Later, in my own digs, supine on my couch, I reviewed the salon. I had not, in truth, enjoyed it as much as I would have liked. For all that, I was conscious of the fact that, over the months, I had served as a catalyst to Traymoreans for a certain kind of conversation. A claque of sorts, if one comprised of stubborn individualists, we would turn this way and that in our quarrels like a single flock of birds. Dubois, shifting from a position of indifference in regards to the war, now fired off letters to the editor castigating the President for his callow utterances and feckless helmsmanship. Even Eggy could be heard to say from time to time, as if it explained something, ‘Apostles of evil. Well, it’s true.’ Moonface had no opinion. Eleanor’s last political loves were Kennedy and Pierre Elliot Trudeau, and Kennedy was long since departed, his brains splattered still against the interior of the presidential limousine, and that was the end of it. Even so, politics as such, or so I figured, had little to do with our seeming comity. More so it had to do with each our standing-apart from the effluvium of war and profit-taking, from every theatrical display of moral gamesmanship. A wary outlook seemed to brand our foreheads with an identifying mark, one that said:

‘I’m here for you if you wish. I don’t expect to win. I don’t suppose you expect to win. Please don’t expect me to even try. I like my pleasures.’

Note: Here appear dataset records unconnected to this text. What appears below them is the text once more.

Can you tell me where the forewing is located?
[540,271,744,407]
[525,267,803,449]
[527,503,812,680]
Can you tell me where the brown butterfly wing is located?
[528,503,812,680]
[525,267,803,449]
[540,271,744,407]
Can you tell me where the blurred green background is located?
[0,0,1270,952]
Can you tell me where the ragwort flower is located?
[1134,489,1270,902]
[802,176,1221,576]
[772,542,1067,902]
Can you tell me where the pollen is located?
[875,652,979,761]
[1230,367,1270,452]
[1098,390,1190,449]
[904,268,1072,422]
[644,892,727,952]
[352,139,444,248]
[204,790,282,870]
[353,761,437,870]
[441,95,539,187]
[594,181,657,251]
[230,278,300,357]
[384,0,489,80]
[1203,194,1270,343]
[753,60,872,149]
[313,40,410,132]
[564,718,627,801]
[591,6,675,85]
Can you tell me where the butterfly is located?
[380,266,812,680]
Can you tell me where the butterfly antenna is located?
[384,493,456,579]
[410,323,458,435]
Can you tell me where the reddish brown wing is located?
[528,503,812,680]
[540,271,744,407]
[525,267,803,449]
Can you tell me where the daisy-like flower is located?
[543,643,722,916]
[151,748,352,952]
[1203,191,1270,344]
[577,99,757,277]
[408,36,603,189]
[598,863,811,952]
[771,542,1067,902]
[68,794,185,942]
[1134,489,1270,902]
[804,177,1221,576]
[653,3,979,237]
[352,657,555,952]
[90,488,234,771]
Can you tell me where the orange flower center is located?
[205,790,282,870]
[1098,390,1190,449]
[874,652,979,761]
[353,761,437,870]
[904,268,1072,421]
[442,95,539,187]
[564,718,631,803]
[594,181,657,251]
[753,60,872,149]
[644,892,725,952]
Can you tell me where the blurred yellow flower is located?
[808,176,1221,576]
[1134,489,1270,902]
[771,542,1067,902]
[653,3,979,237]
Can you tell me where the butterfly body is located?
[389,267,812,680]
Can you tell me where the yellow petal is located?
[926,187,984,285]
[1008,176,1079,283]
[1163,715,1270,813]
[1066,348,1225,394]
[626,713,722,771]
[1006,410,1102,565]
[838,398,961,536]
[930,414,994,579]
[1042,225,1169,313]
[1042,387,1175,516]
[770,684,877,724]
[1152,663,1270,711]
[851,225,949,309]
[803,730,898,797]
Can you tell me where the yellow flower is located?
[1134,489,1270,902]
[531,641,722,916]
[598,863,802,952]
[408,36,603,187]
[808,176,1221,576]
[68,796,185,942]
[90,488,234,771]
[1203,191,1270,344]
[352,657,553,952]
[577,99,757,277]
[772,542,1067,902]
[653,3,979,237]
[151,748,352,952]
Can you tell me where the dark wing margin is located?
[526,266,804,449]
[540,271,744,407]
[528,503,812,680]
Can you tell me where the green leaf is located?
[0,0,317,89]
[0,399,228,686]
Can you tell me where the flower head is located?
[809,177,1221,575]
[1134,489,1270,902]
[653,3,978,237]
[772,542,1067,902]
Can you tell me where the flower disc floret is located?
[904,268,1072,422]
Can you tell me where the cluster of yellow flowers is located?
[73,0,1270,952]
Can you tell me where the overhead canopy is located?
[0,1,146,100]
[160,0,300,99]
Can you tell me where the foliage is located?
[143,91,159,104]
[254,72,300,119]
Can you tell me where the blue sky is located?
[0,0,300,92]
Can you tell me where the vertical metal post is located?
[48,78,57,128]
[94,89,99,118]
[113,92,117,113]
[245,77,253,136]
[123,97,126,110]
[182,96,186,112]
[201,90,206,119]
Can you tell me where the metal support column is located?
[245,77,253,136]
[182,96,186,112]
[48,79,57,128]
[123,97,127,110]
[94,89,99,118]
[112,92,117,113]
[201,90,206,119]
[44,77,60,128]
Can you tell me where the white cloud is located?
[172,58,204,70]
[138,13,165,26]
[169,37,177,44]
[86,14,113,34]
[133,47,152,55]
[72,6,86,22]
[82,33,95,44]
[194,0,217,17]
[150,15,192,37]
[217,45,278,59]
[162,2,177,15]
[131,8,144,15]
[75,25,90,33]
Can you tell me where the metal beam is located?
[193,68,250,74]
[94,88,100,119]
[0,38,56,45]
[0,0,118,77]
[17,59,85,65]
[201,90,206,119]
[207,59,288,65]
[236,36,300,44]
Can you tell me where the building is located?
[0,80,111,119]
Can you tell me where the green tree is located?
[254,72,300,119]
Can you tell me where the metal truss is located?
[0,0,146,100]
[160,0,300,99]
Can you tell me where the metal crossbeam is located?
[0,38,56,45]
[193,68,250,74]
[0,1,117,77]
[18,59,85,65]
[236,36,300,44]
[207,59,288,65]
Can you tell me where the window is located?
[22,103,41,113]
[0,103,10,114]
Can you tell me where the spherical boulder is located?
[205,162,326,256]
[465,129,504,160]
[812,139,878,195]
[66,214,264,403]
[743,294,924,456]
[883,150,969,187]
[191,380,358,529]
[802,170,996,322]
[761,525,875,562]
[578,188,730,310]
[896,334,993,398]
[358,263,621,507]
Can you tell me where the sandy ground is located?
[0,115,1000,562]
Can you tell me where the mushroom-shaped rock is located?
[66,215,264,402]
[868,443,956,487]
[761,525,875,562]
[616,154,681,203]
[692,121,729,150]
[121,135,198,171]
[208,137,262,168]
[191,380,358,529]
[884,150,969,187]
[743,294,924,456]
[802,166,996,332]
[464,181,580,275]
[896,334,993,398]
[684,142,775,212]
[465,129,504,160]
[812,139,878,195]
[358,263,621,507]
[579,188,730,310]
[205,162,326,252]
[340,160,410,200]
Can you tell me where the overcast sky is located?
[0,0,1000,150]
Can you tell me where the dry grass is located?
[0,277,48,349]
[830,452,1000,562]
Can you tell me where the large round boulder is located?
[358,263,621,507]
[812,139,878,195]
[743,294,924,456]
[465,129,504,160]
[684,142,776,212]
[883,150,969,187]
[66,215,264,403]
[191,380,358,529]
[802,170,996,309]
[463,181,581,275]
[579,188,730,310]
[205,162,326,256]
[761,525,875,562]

If the materialism to which Dubois subscribed as a philosophy of life was entirely conventional, he, at least, recognized the power of certain intangibles to riddle life with mysteries. He tisk-tisked mention of God, but poetry was something, at any rate. Eleanor, more the logician than any of us, amateur trombonist, consummate in her kitchen and comfortable in her bed, nonetheless enjoyed her spells of solitude and respected her intuitions. She knew she could not prove Lucille Lamont a murderess, but no matter, she just knew. Moonface? Erotic fancies, no doubt, compromised my view of her; and yet, from what I could see, she was as likely to settle down, marry, have children as do anything only a mystic might comprehend. Eggy was, perhaps, the jewel of the Traymore crown; translucent, acerbic, kind, selfish, thoughtful, as silly as a goose; in short, he was all human possibility enjoying a last burst of brilliance. Dying star. Or rather, he was just effing decrepit but that he had lived a little.

The Lamonts never fit in. Marcel was welcomed, was considered ‘sympatico’, but he had kept his distance, Lucille always tugging on his strings. It was clear she could not entertain herself unless she were in the driver’s seat and scheming this and scheming that. She was not well-liked, if at all. Mrs Petrova was necessary. She was a woman admired throughout the neighbourhood for her vitality and fearlessness and the tight ship she ran without hectoring her lodgers in the process. I lay on my couch, dyspeptic chrysalis. Virgil was a thief in the night. Old Hickory, or Andrew Jackson, split open the backs of his slaves with God’s grand purposes. A new symphony shattered the universe with lyrical and dissonant passages. The music seemed to skirt the perimeters of full-blown madness, Bacchic frenzies, Dionysus hooting in a mountain wood; and I with my superstitious awe of grotto and grove, was an urban creature. I could not comprehend the American mind.

A knock at the door, and it was Moonface somewhat distraught.

‘I love you, too,’ she said, heatedly.

It was as if she resented saying as much; as if the saying it was costing her more energy than she wished to expend.

‘But,’ she advised, ‘I won’t sleep with you.’

‘Of course not,’ I replied, astonished.